A poll conducted this month by Gov. Harry Hughes' reelection campaign shows him leading his most likely Republican challenger by a 3-to-1 margin, with more than 60 percent of the voters rating his job performance as above average or excellent, the governor's pollster said in an interview today.

Sixty-four percent of the 600 voters polled said they would be "inclined" to vote for Hughes today, regardless of who opposes him, and more than three-fourths said state government and the quality of life in Maryland have improved or stayed the same since he took office, the pollster said.

The poll by Consensus Inc. of New York, conducted between Jan. 5 and 10, sampled registered voters who mirror those most likely to turn out for the November election, according to Tully Plesser, president of the polling firm, which is among the largest in the country.

The poll shows the 55-year-old Hughes faring considerably better than he had in surveys released last fall, which had indicated an erosion in his popularity and a revealed a public perception of him as a weak governor.

Plesser, who disclosed portions of the poll in an interview with The Washington Post, declined to detail any weaknesses in the Democratic governor's candidacy, and said the results indicate a "very strong incumbency."

Among the factors strongly in Hughes' favor, Plesser said, were the strong Democratic tendencies of the voters polled. Although they gave President Reagan a 56 percent positive job performance rating, Hughes' rating on the same question was 65 percent, according to Plesser. And 44 percent gave the president negative ratings, compared to 35 percent for Hughes, he said.

As in other polls, Hughes was strongest in the Washington suburbs, where the governor received a 76.3 percent positive rating. In a head-to-head match with his most likely Republican challenger, Anne Arundel County Executive Robert A. Pascal, Hughes received the support of 70 percent of the sample, to Pascal's 20 percent, with 10 percent undecided. The governor led Pascal in every county, including the Republican's home base of Anne Arundel, according to Plesser.

Hughes, who won a surprise victory in 1978 as a political outsider running on an integrity-in-government platform, said in an interview tonight that he considered the poll results "very reassuring," and a rebuttal to criticism from some veteran Maryland politicians who have criticized his low-key style of leadership in Annapolis.

"I don't ignore the politicians, but I think this does reinforce what I've felt all along, that the people aren't sharing the views of some of the politicians. And I think some politicians don't share those views," the governor said. Hughes first received the results over the weekend in a five-hour briefing with Plesser, several members of his gubernatorial staff and his campaign director, Joseph Coale.

In addition to the head-to-head match with Pascal, the poll tested Hughes' popularity with two potential running mates, House Speaker Benjamin L. Cardin of Baltimore and Baltimore County Executive Donald Hutchinson, Plesser said. But the results were inconclusive, since neither man was well known enough to make a clear difference in the governor's strength, Coale explained.

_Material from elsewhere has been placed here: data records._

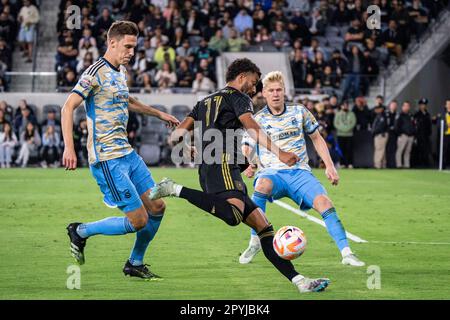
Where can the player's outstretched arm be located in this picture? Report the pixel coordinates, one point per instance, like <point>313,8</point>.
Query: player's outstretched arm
<point>257,134</point>
<point>137,106</point>
<point>322,149</point>
<point>69,155</point>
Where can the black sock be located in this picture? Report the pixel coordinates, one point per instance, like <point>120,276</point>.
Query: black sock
<point>211,203</point>
<point>284,266</point>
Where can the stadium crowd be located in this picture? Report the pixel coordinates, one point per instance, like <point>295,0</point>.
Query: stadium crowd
<point>401,133</point>
<point>18,21</point>
<point>329,45</point>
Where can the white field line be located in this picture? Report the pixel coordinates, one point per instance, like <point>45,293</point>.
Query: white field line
<point>314,219</point>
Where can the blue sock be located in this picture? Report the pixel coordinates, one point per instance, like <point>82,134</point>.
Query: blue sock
<point>109,226</point>
<point>260,200</point>
<point>335,228</point>
<point>143,238</point>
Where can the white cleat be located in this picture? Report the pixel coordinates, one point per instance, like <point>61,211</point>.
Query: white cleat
<point>352,260</point>
<point>249,253</point>
<point>165,188</point>
<point>311,285</point>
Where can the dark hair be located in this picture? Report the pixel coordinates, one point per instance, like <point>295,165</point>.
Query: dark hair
<point>121,28</point>
<point>240,66</point>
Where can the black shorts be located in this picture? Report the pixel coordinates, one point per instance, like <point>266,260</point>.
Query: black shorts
<point>218,178</point>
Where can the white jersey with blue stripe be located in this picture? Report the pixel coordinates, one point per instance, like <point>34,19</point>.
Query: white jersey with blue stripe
<point>287,130</point>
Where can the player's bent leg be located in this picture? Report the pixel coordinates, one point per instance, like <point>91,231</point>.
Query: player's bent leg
<point>155,210</point>
<point>263,189</point>
<point>257,220</point>
<point>220,206</point>
<point>324,206</point>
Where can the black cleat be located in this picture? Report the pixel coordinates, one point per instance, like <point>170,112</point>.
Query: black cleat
<point>140,271</point>
<point>77,243</point>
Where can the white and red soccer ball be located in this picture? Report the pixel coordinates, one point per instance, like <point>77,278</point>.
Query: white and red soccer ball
<point>289,242</point>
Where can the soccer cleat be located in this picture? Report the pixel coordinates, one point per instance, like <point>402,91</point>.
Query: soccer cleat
<point>77,243</point>
<point>312,285</point>
<point>140,271</point>
<point>249,253</point>
<point>165,188</point>
<point>352,260</point>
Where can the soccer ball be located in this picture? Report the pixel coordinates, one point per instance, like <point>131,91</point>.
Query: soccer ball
<point>289,242</point>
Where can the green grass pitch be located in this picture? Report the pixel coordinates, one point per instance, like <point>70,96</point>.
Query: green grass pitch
<point>197,254</point>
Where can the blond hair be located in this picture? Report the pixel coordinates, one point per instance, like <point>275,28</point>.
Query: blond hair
<point>273,76</point>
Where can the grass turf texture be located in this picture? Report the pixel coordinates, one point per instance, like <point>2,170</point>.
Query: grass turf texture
<point>197,254</point>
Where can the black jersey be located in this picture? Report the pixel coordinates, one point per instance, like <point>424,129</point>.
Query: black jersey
<point>221,110</point>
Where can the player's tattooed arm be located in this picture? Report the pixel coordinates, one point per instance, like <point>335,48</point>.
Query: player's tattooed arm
<point>137,106</point>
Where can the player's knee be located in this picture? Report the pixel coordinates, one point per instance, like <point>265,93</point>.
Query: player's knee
<point>264,186</point>
<point>139,221</point>
<point>322,203</point>
<point>157,207</point>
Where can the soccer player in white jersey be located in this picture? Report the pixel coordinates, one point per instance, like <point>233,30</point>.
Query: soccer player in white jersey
<point>120,172</point>
<point>287,126</point>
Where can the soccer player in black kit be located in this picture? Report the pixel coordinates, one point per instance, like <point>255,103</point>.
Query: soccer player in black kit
<point>224,193</point>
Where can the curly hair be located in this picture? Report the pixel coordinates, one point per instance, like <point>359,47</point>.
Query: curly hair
<point>240,66</point>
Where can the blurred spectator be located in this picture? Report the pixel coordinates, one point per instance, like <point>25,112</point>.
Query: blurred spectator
<point>8,141</point>
<point>317,23</point>
<point>243,21</point>
<point>21,121</point>
<point>423,123</point>
<point>344,122</point>
<point>363,114</point>
<point>341,16</point>
<point>202,84</point>
<point>314,49</point>
<point>392,39</point>
<point>210,30</point>
<point>7,28</point>
<point>87,44</point>
<point>419,17</point>
<point>355,32</point>
<point>263,36</point>
<point>405,129</point>
<point>297,68</point>
<point>203,52</point>
<point>391,148</point>
<point>218,42</point>
<point>51,121</point>
<point>280,38</point>
<point>132,128</point>
<point>80,141</point>
<point>162,51</point>
<point>28,18</point>
<point>193,24</point>
<point>185,52</point>
<point>380,137</point>
<point>184,75</point>
<point>102,24</point>
<point>166,77</point>
<point>353,73</point>
<point>85,63</point>
<point>67,54</point>
<point>235,42</point>
<point>30,141</point>
<point>50,147</point>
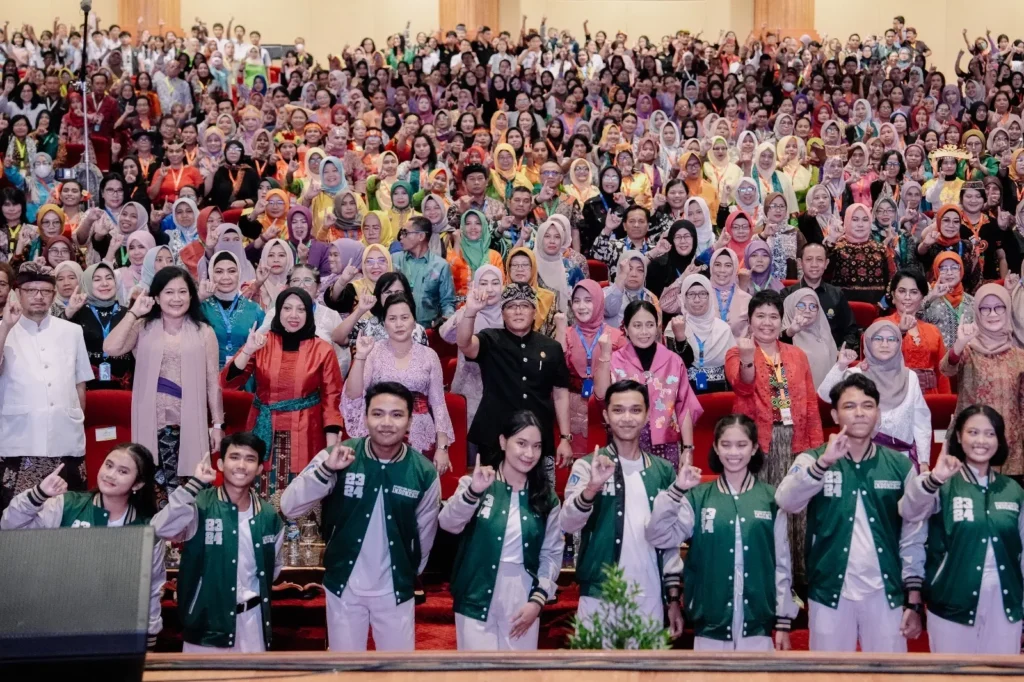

Hughes is expected to drop Lt. Gov. Samuel Bogley from his November ticket, but has not yet decided on a running mate, although Hutchinson is said to be his first choice. Both Hutchinson and Cardin say they now plan to seek reelection rather than join Hughes' ticket, but neither has ruled it out.

"I'm not seeking the position, but I'm not ruling out options," said Cardin, who added that he did not know Hughes had included him in the poll.

The $16,000 poll was the first of several that Consensus Inc. is expected to conduct for Hughes between now and the election. Plesser said the numbers could change in the next months, since more than 70 percent of those polled said they did not recognize Pascal's name, or didn't know enough about him to evaluate him. By contrast, 91 percent said they knew enough about Hughes to rate his performance, according to Plesser, and less than 1 percent said they had never heard of him. If Pascal, who has not yet officially declared his candidacy, can increase his name recognition through media campaigns, his ratings could rise, Plesser said.

Plesser, who has conducted polls for several governors and senators, said Hughes appears to be in "as good a starting point for an incumbent as you're going to find." He said it is unusual for an incumbent to receive higher than 60 percent favorable ratings both in general voter perceptions and for his job performance.

"We're not saying this is how it's going to look at the end of the contest, but this shows an electorate that likes Democrats, that expects Democrats to win, that thinks favorably of its Democratic governor, that doesn't think as favorably of a Republican president. It's certainly a favorable starting point and really poses some serious problems for anyone who would challenge that."